ROANOKE TIMES

                         Roanoke Times
                 Copyright (c) 1995, Landmark Communications, Inc.

DATE: WEDNESDAY, January 19, 1994                   TAG: 9401190174
SECTION: VIRGINIA                    PAGE: C1   EDITION: METRO 
SOURCE: The Washington Post
DATELINE: MANASSAS                                LENGTH: Medium


BOBBITT TRIAL NOW BATTLE OF DIAGNOSES

The battle of the psychiatrists got under way in Lorena Bobbitt's trial Tuesday, with doctors for the defense and prosecution giving conflicting views on her mental state at the moment she cut off her sleeping husband's penis.

On one side was the defense's doctor, claiming that Lorena Bobbitt was worn down by an abusive husband and mental disease and finally lost touch with reality after he raped her on June 23.

On the other side was the prosecution's doctor, saying that although the 24-year-old manicurist was raped, beaten and mentally ill, she knew what she was doing when she mutilated her husband.

"She attacked the weapon which was the instrument of her torture - that is, her husband's penis," said Susan Feister, who anchored the defense team's contention that Bobbitt suffered from temporary insanity - an irresistible impulse - when she took the 12-inch kitchen knife to her husband.

"I don't believe she had control over her actions," Feister said.

But the prosecution's psychiatrist, Miller Ryans, characterized the action as "not an irresistible impulse, but an impulse that she did not resist."

"When she stood at the foot of the bed, thinking about all these bad things her husband had done to her, at that moment she had a choice to make," Ryans said. "She could either complete the act, or back off and leave. She chose to amputate the penis."

Both psychiatrists agreed that Lorena Bobbitt remains a sick woman, troubled to this day by depression and a post-traumatic stress disorder resulting from her four-year marriage to John Wayne Bobbitt. The 26-year-old former bar bouncer was acquitted of marital sexual assault in the same Manassas courthouse two months ago and has denied his wife's allegations.

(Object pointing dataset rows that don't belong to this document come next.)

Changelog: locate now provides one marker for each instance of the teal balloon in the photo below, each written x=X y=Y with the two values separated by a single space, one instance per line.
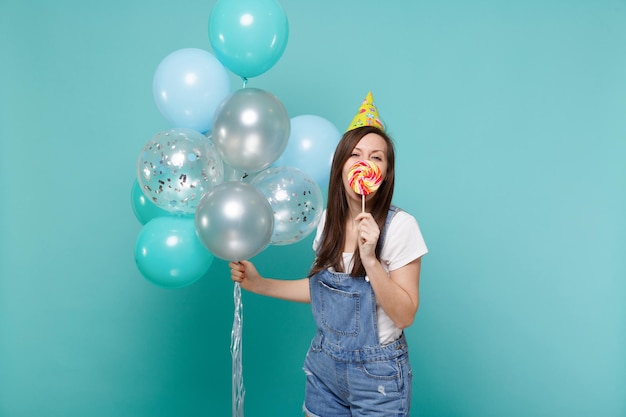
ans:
x=169 y=254
x=248 y=36
x=144 y=209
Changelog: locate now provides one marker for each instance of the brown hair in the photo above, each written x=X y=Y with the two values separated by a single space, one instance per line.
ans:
x=330 y=250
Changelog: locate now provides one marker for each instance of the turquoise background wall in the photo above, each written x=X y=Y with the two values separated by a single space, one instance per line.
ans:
x=509 y=123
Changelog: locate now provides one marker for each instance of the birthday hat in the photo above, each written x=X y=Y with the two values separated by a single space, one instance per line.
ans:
x=367 y=115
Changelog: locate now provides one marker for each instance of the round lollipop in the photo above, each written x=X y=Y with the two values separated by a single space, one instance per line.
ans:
x=364 y=178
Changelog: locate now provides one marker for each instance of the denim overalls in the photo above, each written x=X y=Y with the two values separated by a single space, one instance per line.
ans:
x=348 y=372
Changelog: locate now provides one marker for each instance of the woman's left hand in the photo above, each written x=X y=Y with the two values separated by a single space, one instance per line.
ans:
x=368 y=233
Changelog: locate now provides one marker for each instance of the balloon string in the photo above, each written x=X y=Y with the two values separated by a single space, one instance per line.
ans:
x=235 y=350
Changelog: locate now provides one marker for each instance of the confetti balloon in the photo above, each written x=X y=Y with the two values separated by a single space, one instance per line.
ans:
x=296 y=201
x=177 y=167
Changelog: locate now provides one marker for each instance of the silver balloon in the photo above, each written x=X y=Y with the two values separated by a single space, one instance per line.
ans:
x=296 y=200
x=234 y=221
x=251 y=129
x=177 y=167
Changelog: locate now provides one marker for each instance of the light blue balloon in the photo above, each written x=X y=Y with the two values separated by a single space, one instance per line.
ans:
x=144 y=209
x=188 y=86
x=311 y=146
x=248 y=36
x=169 y=254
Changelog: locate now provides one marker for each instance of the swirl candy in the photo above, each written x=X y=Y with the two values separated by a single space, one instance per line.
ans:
x=364 y=177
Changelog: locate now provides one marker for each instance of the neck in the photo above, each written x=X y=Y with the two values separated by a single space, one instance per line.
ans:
x=354 y=208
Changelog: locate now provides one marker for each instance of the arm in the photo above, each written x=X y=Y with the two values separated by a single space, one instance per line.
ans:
x=397 y=291
x=245 y=273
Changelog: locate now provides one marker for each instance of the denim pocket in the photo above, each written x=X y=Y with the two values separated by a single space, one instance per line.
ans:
x=339 y=310
x=385 y=370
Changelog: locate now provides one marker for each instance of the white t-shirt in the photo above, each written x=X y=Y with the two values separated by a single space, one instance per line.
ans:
x=403 y=244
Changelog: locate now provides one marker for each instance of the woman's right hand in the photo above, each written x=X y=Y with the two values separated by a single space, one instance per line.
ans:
x=245 y=273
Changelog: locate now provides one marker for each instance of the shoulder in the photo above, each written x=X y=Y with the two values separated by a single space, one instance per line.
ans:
x=403 y=241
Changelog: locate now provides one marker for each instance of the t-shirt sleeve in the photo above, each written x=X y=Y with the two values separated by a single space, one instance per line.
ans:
x=318 y=233
x=403 y=242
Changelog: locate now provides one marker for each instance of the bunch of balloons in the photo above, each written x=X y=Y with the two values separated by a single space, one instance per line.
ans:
x=234 y=173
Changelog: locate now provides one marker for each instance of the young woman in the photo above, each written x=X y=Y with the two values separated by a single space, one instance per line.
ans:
x=363 y=287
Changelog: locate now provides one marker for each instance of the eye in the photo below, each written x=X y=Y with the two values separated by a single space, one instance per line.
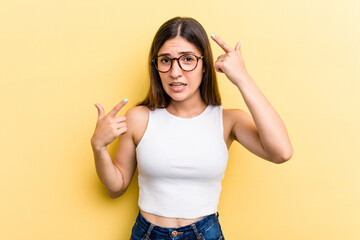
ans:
x=189 y=58
x=164 y=60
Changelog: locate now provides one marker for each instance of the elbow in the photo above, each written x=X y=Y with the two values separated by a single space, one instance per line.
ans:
x=284 y=157
x=114 y=195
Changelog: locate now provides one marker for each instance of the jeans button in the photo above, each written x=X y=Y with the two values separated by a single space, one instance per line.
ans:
x=174 y=233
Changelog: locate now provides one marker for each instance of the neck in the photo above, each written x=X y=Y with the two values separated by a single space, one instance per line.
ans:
x=186 y=109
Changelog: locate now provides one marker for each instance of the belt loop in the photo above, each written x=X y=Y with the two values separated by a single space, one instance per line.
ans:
x=199 y=236
x=147 y=236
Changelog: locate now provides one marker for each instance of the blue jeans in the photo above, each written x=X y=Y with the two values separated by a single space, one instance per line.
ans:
x=207 y=228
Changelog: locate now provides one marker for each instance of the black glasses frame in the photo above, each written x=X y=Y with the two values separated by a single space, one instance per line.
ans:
x=154 y=61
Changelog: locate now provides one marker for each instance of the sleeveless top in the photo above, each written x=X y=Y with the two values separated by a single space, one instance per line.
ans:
x=181 y=163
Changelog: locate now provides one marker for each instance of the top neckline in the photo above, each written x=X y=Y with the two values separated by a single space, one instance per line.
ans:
x=187 y=119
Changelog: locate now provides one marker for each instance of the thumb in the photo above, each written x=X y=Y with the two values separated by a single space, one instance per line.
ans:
x=238 y=45
x=100 y=110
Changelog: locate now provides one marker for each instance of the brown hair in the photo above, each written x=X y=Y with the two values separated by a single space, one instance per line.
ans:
x=192 y=31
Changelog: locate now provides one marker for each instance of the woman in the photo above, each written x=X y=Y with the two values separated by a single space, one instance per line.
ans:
x=179 y=135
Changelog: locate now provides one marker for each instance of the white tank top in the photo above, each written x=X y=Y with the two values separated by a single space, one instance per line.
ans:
x=181 y=163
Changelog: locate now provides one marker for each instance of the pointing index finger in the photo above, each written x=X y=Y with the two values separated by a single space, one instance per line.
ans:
x=221 y=43
x=117 y=108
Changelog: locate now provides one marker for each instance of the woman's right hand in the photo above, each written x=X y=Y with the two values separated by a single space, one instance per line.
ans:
x=108 y=127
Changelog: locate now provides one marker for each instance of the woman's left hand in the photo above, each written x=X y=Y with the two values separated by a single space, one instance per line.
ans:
x=231 y=63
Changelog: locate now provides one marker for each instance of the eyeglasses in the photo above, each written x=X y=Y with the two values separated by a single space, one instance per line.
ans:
x=187 y=62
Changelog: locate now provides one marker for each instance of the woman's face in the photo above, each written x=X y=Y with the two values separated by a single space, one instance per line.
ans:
x=187 y=83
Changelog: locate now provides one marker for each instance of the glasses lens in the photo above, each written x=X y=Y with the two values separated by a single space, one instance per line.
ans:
x=188 y=62
x=163 y=63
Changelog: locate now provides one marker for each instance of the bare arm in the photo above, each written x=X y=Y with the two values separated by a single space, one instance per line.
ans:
x=113 y=175
x=266 y=134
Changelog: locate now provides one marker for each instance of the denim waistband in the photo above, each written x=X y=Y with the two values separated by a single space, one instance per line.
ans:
x=191 y=229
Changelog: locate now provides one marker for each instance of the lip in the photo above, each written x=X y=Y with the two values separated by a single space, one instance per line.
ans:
x=177 y=88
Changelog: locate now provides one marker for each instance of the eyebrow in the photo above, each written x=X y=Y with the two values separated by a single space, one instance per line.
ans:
x=181 y=53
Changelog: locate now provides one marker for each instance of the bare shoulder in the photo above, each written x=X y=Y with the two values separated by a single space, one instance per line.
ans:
x=136 y=120
x=234 y=115
x=137 y=113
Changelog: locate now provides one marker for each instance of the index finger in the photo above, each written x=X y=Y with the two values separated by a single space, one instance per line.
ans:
x=221 y=43
x=117 y=108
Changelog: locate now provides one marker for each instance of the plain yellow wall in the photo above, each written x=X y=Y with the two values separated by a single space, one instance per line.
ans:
x=59 y=57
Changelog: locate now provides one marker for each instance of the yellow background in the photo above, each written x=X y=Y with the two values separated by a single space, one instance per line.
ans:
x=57 y=58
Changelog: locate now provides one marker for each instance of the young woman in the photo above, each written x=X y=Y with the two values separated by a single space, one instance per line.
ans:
x=179 y=135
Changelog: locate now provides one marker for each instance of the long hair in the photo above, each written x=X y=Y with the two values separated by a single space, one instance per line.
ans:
x=193 y=32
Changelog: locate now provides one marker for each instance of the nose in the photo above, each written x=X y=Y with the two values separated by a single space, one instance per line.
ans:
x=175 y=70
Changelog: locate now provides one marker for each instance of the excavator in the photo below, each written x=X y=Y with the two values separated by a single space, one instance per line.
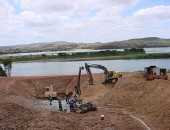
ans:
x=110 y=76
x=81 y=106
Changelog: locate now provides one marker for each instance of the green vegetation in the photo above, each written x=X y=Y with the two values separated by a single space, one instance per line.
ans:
x=66 y=46
x=7 y=65
x=101 y=55
x=2 y=72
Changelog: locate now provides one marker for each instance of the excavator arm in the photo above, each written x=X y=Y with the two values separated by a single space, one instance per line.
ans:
x=110 y=76
x=77 y=90
x=87 y=66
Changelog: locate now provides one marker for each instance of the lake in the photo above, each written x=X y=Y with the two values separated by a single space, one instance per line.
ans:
x=147 y=50
x=69 y=68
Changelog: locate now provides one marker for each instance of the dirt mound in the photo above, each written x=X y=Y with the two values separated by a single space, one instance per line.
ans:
x=132 y=103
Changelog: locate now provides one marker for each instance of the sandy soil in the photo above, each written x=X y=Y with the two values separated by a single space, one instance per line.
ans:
x=132 y=103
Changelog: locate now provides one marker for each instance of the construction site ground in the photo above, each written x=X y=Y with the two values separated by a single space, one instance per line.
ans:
x=131 y=104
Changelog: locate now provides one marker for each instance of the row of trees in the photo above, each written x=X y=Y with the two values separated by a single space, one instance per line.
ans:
x=7 y=65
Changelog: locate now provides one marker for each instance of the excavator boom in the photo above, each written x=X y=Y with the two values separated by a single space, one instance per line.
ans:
x=110 y=76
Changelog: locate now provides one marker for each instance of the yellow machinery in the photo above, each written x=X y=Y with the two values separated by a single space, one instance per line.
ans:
x=49 y=91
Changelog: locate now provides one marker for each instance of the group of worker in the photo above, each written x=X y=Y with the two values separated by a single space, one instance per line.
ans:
x=70 y=102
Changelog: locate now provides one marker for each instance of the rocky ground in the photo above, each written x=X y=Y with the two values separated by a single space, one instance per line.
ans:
x=132 y=103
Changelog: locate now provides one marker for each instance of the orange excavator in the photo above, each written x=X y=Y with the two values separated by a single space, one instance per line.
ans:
x=81 y=106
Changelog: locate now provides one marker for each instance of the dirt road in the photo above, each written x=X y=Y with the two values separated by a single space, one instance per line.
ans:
x=132 y=103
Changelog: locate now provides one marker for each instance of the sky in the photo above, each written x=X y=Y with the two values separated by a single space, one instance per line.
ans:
x=87 y=21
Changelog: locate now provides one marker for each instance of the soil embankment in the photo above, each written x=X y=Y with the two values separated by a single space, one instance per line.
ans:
x=147 y=101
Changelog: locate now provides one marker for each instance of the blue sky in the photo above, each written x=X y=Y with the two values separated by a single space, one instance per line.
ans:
x=32 y=21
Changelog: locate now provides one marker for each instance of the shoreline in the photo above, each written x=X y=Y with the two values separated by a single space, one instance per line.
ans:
x=30 y=59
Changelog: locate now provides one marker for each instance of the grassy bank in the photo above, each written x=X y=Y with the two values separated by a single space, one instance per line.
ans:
x=81 y=58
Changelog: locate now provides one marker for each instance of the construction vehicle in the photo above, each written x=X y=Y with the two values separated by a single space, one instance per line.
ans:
x=81 y=106
x=49 y=91
x=153 y=72
x=77 y=90
x=110 y=76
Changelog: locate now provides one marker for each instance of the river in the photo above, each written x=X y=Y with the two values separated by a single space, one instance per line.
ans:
x=147 y=50
x=69 y=68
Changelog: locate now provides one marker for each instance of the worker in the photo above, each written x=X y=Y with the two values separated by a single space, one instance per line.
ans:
x=50 y=98
x=60 y=104
x=67 y=98
x=72 y=102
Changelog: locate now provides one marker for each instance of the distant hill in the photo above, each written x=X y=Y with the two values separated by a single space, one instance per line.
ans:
x=62 y=45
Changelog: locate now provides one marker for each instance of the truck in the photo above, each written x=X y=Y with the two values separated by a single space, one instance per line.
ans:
x=153 y=72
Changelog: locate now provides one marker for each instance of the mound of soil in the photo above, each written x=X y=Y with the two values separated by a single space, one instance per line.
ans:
x=132 y=103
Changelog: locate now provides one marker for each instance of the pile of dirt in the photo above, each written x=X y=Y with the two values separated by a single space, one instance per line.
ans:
x=132 y=103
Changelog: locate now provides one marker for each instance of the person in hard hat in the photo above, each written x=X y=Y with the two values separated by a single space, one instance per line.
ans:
x=67 y=98
x=60 y=105
x=50 y=98
x=72 y=102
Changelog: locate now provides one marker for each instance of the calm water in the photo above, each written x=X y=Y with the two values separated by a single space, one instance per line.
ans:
x=65 y=68
x=147 y=50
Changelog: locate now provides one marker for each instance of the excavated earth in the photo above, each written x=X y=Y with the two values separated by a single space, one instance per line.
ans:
x=131 y=104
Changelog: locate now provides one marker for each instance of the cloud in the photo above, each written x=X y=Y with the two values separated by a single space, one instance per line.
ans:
x=157 y=14
x=77 y=21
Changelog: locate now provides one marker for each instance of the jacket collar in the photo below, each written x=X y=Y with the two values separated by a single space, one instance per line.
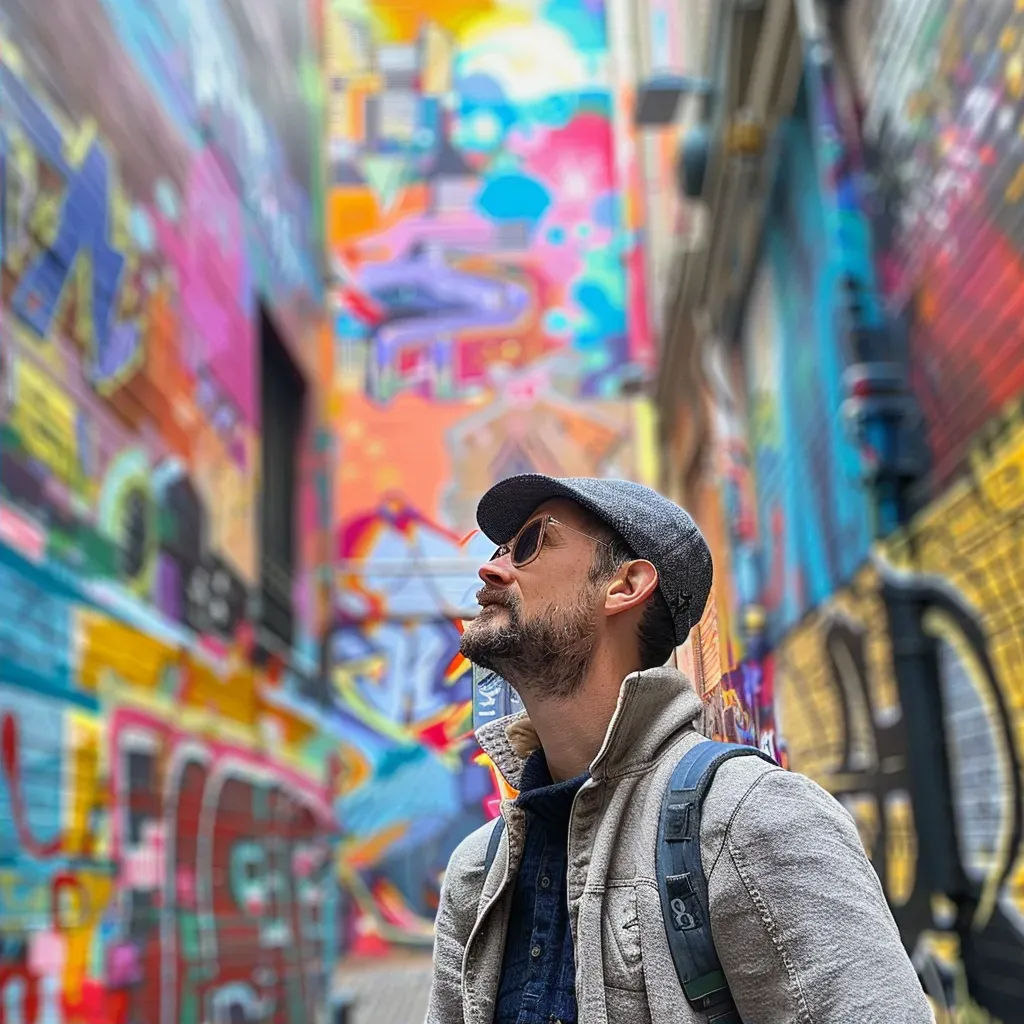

The medical views dominated the fifth day of Lorena Bobbitt's trial on a charge of malicious wounding, which carries a possible 20-year prison term. Although Tuesday's dry, technical psychiatric discourse lacked the emotional punch of Lorena Bobbitt's tearful testimony last week, the doctors could emerge as the pivotal witnesses when the jury of seven women and five men begins deliberations.

The case could go to the jury today, weather permitting. Tuesday, five jurors had to be ferried to court by sheriff's deputies because of icy roads.

Feister, medical director of the Psychiatric Institute of Washington, said Lorena Bobbitt is a classic example of a battered wife, weakened by years of beatings, rapes and threats from a husband she both loved and feared.

The psychiatrist testified that Lorena Bobbitt was afraid to leave her husband because he had told her "he would find her no matter where she was and have sex with her any time he wanted, anywhere he wanted and any way he wanted."

Notwithstanding that, Feister said, Lorena Bobbitt "continued to maintain and hold on to a hope that things would get better."

Based on interviews conducted in the last several months, she diagnosed Bobbitt as suffering from three major mental illnesses last June: depression, post-traumatic stress disorder and a panic disorder. Her symptoms included disturbing dreams, a death wish and feelings of worthlessness, along with physical reactions such as shaking and shortness of breath.

Feister said that when John Bobbitt attacked his wife on June 23, it unleashed a brief psychotic episode over which Lorena Bobbitt had no control.

She said Lorena Bobbitt, who has a "borderline normal" IQ of 83, "may appear well put-together, [but] she's a very fragile individual."

Although Lorena Bobbitt now says she has no recollection of the cutting, Feister said "partial amnesia" is not uncommon among trauma victims.

Ryans was part of a three-doctor team from Central State Hospital in Petersburg that examined Bobbitt for prosecutors last month.

While the doctors concluded that she had been raped by her husband June 23, Ryans said, "there was no evidence she was out of touch with reality or experiencing any delusions" when she attacked her husband.

"She was well aware of what was going on," he said, noting that she was able to tell police where to look for the severed penis, which she had thrown into a field as she drove from the couple's apartment, just outside Manassas. The organ was recovered and reattached.